As we explained in our comments, new rules need to require each company to disclose:
- the full scope of its greenhouse gas (GHG) emissions. This includes GHG emissions from assets that it owns, like factories, buildings, or transportation fleets; GHG emissions from the power is uses to run its factories and buildings; and GHG emissions from using the products it makes (in the case of manufacturers) or the investments it makes (in the case of banks or investment companies).
- the company’s projections about how realistic climate change scenarios will affect the company. Climate change is likely to result in more widespread flooding, wildfires, and more powerful hurricanes. Those events can damage property, disrupt supply chains, and hurt employees. But climate change may also lead to a shift to more sustainable products, alternative energy sources, and new business opportunities. Investors need to know how companies are planning for these possibilities.
- how the company’s operations affect communities vulnerable to climate change.
These disclosures would give investors information that’s useful for their decisions, allowing investors to identify companies (and industries) taking the risks of climate change seriously and planning accordingly. Investors would be better able to allocate capital efficiently to companies that are responsibly planning for the physical risks climate change is already creating — like wildfires and sea-level rise — as well as the transitions risks — changes in policy, consumer preferences, prices, and the like — that our collective response to climate change is likely to impose. And as we know, the costs of climate change will be — and are already — borne disproportionately by low-income communities and communities of color. Disclosures could provide information and insights into how different stakeholders may be impacted by climate change, including vulnerable communities. Additionally, shifting financial incentives away from climate-harming investments is one step towards alleviating those burdens on vulnerable communities.
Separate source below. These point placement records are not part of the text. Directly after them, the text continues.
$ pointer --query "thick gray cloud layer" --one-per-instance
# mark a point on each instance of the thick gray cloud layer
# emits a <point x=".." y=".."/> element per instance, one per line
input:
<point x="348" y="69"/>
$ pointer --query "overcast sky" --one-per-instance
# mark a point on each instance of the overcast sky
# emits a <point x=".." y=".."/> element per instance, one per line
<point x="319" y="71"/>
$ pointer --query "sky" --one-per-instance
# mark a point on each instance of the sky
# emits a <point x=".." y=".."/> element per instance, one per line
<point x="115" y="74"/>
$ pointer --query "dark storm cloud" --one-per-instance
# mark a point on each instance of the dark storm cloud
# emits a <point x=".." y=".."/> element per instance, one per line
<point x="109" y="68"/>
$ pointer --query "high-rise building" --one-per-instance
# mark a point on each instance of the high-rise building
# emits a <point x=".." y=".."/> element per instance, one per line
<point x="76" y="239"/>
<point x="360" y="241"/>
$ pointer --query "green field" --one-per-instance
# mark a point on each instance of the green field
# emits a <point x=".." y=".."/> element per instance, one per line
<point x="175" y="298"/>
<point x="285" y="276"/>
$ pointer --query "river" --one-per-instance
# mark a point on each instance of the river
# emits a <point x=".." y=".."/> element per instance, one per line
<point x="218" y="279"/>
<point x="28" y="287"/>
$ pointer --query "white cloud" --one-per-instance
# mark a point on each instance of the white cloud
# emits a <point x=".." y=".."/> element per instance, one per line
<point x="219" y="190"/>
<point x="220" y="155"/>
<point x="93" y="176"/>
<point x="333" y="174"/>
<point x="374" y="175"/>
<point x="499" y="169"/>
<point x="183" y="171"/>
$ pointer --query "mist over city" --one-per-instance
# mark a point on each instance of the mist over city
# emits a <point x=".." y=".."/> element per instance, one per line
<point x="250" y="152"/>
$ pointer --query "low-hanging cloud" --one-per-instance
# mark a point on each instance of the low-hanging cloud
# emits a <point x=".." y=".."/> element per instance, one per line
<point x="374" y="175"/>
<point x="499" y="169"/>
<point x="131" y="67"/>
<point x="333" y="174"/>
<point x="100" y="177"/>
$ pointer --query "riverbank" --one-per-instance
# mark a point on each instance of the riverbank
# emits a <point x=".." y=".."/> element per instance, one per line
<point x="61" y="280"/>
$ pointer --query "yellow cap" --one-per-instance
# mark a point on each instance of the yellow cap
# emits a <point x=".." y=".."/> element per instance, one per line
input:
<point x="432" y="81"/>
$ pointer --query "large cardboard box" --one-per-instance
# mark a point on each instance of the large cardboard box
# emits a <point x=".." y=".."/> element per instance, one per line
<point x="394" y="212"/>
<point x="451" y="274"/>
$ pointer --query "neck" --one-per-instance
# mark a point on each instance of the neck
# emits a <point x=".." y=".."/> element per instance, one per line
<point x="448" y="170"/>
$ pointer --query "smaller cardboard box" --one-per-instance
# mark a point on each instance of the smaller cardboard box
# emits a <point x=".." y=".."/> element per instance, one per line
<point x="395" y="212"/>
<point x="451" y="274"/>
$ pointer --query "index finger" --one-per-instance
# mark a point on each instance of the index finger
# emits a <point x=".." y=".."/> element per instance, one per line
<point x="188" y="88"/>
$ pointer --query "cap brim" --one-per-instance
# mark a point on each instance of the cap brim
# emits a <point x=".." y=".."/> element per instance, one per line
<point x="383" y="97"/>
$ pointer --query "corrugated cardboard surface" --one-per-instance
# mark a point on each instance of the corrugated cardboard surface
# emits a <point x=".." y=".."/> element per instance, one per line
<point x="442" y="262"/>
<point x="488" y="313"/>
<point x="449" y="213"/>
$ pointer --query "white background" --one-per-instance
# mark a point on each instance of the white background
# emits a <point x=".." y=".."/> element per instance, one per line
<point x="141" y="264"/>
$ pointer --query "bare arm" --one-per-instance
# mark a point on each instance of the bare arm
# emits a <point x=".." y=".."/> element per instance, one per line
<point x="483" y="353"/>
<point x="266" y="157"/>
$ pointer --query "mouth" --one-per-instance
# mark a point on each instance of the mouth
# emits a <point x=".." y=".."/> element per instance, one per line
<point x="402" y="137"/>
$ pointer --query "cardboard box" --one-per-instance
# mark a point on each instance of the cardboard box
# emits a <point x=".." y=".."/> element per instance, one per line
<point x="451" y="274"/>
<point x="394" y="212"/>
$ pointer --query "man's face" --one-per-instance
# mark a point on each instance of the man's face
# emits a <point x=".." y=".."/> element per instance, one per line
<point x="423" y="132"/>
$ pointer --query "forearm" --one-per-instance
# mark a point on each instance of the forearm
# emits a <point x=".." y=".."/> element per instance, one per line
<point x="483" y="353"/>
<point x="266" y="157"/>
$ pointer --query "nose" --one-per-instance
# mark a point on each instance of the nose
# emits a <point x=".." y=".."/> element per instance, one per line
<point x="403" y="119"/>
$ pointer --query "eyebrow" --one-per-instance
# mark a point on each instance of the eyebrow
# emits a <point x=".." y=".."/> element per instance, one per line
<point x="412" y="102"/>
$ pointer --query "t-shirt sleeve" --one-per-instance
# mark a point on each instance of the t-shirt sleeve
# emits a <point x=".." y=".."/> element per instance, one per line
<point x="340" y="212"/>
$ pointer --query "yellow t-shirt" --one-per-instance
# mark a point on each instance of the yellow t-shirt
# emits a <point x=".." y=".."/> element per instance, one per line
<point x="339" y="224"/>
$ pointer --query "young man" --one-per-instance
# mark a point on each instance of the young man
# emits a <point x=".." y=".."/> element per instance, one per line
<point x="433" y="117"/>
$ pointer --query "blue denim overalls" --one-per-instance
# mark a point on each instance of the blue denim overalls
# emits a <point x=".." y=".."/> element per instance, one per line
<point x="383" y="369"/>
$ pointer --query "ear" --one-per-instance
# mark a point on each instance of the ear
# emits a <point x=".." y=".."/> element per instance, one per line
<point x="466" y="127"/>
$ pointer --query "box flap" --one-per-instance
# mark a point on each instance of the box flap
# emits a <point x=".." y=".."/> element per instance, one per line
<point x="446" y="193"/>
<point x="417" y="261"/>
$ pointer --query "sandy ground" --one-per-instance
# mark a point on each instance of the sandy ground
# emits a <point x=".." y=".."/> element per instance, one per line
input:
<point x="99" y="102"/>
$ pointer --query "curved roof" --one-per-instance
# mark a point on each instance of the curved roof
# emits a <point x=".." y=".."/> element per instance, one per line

A voluntary system, which has been in effect for about 15 years, was a good start. But voluntary disclosure has not generated important information nor made it easy to compare between companies. Requiring that companies disclose the risks their businesses face from, and contribute to, climate change will produce information comparable across companies and industries, allowing investors and the public to make better-informed decisions.
In their communique summarizing the G7 meeting, the G7 leaders highlighted their agreement on the importance of climate disclosures:
“We emphasise the need to green the global financial system so that financial decisions take climate considerations into account. We support moving towards mandatory climate-related financial disclosures that provide consistent and decision-useful information for market participants and that are based on the Task Force on Climate-related Financial Disclosures (TCFD) framework, in line with domestic regulatory frameworks.”
Ensuring that investors know the climate risks of the companies they own or may consider purchasing is an obvious first step to greening the global financial system. We are glad the G7 leaders agree and are working to make it happen in the world’s largest economies.